From a need, to an idea, to a complete system: a perspective based on real-world applications
Researchers and developers have been talking about what determines a good system in various aspects for a long time, and eventually, it is all about quality. We are interested in quality throughout the entire holistic system, from data production to data consumption, and we have for several years aimed to solve real-world problems with a focus on both functional and non-functional requirements. This includes optimizing the various steps of both workflow and computing pipelines.

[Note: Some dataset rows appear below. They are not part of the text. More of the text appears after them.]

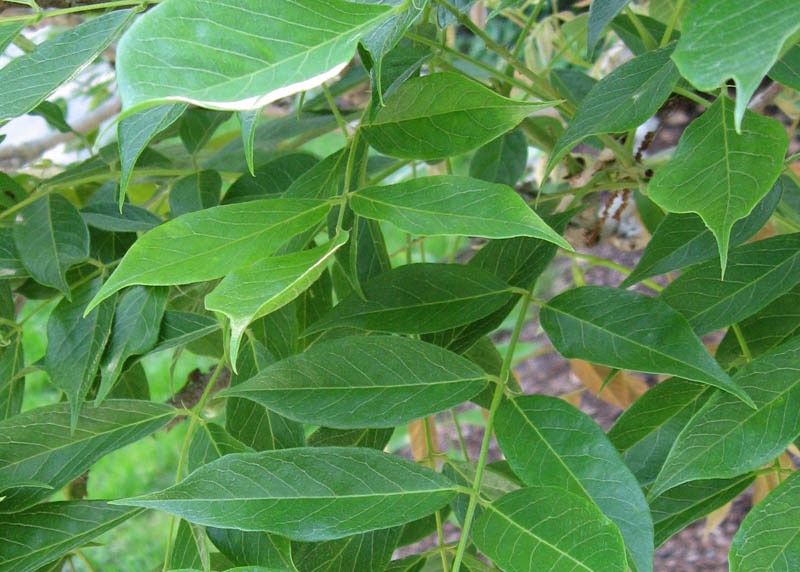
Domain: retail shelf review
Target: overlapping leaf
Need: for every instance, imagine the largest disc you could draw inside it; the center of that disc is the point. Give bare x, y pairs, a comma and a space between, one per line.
305, 494
359, 382
228, 55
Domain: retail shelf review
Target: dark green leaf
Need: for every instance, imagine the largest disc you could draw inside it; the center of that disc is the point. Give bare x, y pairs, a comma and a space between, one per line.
305, 494
51, 236
759, 273
359, 382
549, 529
43, 533
537, 435
441, 115
606, 326
38, 445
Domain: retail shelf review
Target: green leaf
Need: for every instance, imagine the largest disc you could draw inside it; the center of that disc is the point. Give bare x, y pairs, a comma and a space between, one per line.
45, 532
726, 438
451, 205
681, 240
537, 435
50, 236
623, 100
136, 131
719, 174
759, 273
549, 529
677, 508
75, 344
269, 53
502, 160
768, 537
443, 114
758, 28
208, 244
29, 79
645, 432
195, 192
260, 288
305, 494
601, 12
419, 298
38, 445
605, 326
136, 326
358, 382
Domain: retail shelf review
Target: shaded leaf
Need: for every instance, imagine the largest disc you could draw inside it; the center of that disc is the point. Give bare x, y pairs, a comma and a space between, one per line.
362, 382
719, 174
37, 445
608, 327
269, 53
305, 494
549, 529
443, 114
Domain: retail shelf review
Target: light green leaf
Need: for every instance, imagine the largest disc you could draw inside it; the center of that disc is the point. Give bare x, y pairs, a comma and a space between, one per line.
136, 325
548, 528
262, 287
208, 244
624, 99
230, 55
759, 273
769, 537
29, 79
43, 533
537, 435
305, 494
606, 326
451, 205
720, 174
38, 445
726, 438
358, 382
419, 298
134, 134
51, 236
758, 28
75, 344
441, 115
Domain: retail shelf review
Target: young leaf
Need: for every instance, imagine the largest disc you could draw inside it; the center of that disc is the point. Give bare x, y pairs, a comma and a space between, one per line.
726, 438
359, 382
441, 115
269, 53
606, 326
260, 288
624, 99
45, 532
76, 344
537, 435
721, 174
134, 134
50, 236
758, 28
29, 79
759, 273
208, 244
305, 494
451, 205
136, 325
768, 537
419, 298
549, 529
38, 445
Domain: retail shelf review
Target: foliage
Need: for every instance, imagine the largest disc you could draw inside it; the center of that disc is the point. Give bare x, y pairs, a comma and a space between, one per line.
268, 153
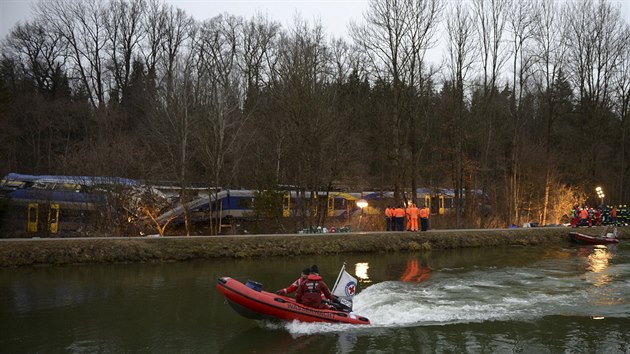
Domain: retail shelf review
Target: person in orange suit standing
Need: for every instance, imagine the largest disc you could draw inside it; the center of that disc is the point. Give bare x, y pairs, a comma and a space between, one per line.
389, 218
412, 216
399, 218
424, 218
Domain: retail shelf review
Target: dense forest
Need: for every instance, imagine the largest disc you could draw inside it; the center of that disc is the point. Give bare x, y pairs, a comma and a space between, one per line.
525, 112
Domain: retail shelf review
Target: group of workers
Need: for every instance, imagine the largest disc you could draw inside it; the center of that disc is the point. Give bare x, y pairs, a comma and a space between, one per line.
310, 288
395, 218
605, 215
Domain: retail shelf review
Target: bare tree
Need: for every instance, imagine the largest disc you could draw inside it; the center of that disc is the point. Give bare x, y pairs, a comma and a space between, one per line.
520, 21
622, 108
222, 92
82, 25
460, 29
551, 40
490, 25
395, 38
125, 32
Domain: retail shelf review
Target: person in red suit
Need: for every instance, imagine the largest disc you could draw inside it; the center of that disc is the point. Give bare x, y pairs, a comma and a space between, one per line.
310, 292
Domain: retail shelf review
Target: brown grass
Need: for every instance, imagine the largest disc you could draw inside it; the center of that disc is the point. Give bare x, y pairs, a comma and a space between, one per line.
28, 252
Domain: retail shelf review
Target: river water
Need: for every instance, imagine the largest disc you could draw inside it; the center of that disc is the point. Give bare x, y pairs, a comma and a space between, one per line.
507, 300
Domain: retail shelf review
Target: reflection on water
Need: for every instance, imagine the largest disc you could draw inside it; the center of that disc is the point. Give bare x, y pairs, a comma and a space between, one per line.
600, 275
483, 300
416, 273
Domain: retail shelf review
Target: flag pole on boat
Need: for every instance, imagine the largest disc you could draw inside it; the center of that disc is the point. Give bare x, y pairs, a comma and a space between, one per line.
343, 267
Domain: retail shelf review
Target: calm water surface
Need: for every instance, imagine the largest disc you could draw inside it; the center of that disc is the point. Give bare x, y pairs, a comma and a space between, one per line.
516, 300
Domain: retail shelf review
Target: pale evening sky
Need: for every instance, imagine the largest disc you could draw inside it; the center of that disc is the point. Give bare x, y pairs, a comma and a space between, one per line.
335, 15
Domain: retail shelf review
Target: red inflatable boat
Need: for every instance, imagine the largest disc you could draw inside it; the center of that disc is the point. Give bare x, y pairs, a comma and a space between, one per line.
252, 302
578, 237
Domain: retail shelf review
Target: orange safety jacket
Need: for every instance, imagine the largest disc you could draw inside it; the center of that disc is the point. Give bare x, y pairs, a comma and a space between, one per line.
412, 212
584, 214
399, 213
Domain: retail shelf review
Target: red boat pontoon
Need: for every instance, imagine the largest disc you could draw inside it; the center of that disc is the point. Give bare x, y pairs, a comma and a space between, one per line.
252, 302
578, 237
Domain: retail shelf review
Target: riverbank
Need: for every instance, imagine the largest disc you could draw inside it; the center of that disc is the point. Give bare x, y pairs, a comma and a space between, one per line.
30, 252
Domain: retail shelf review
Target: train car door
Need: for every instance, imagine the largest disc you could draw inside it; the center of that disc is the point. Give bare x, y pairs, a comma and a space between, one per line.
33, 217
286, 205
331, 205
53, 218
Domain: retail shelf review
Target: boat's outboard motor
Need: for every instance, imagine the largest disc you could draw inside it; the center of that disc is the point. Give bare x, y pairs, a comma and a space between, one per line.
254, 285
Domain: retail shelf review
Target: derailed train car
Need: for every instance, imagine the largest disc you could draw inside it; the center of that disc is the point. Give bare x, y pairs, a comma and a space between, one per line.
51, 205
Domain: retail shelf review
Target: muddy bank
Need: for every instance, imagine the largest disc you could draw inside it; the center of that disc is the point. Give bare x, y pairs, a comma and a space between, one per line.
28, 252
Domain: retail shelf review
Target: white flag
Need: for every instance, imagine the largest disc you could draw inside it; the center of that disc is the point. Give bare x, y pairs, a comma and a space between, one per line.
346, 286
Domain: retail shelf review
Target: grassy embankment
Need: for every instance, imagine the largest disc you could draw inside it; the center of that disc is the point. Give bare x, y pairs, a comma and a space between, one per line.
27, 252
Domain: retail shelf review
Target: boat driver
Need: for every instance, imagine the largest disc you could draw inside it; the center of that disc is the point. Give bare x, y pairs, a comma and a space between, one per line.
310, 292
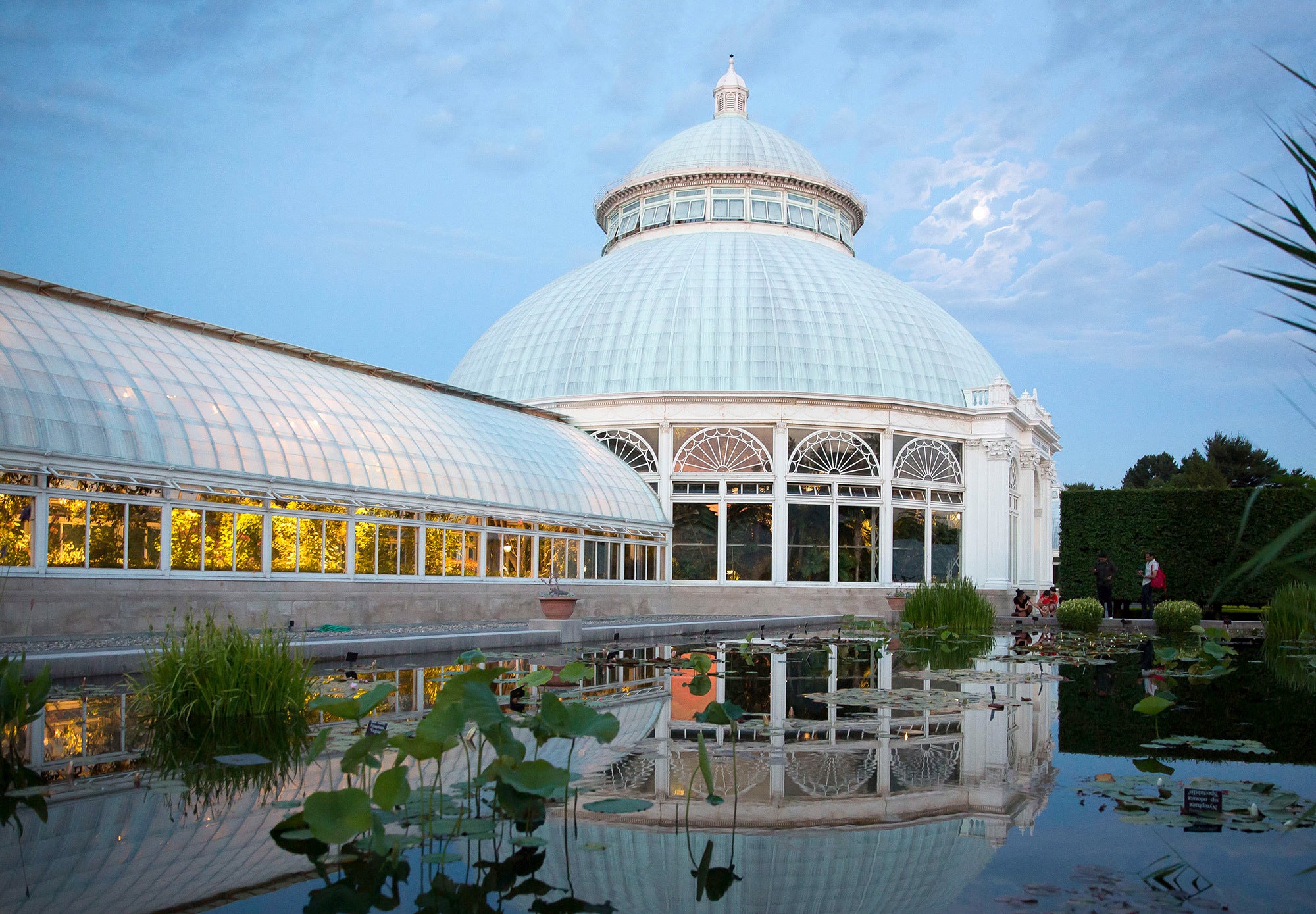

In this talk, we will address quality at various levels and aspects within a holistic system. We will highlight some examples starting from challenges in society, using sports and health as showcases, via researching solutions where we optimize workflows, system performance and user experiences, to observations of real use and deployments of the systems. In particular, the talk will cover a video and metadata system for commercial sport production and dissemination as an integrated, next generation live streaming and archive system. We will also use an example from an AI-based medical computer assisted diagnosis system to detect anomalies during colonoscopy examinations. The talk will look at various solutions and the state of the art, and will conclude with various open challenges.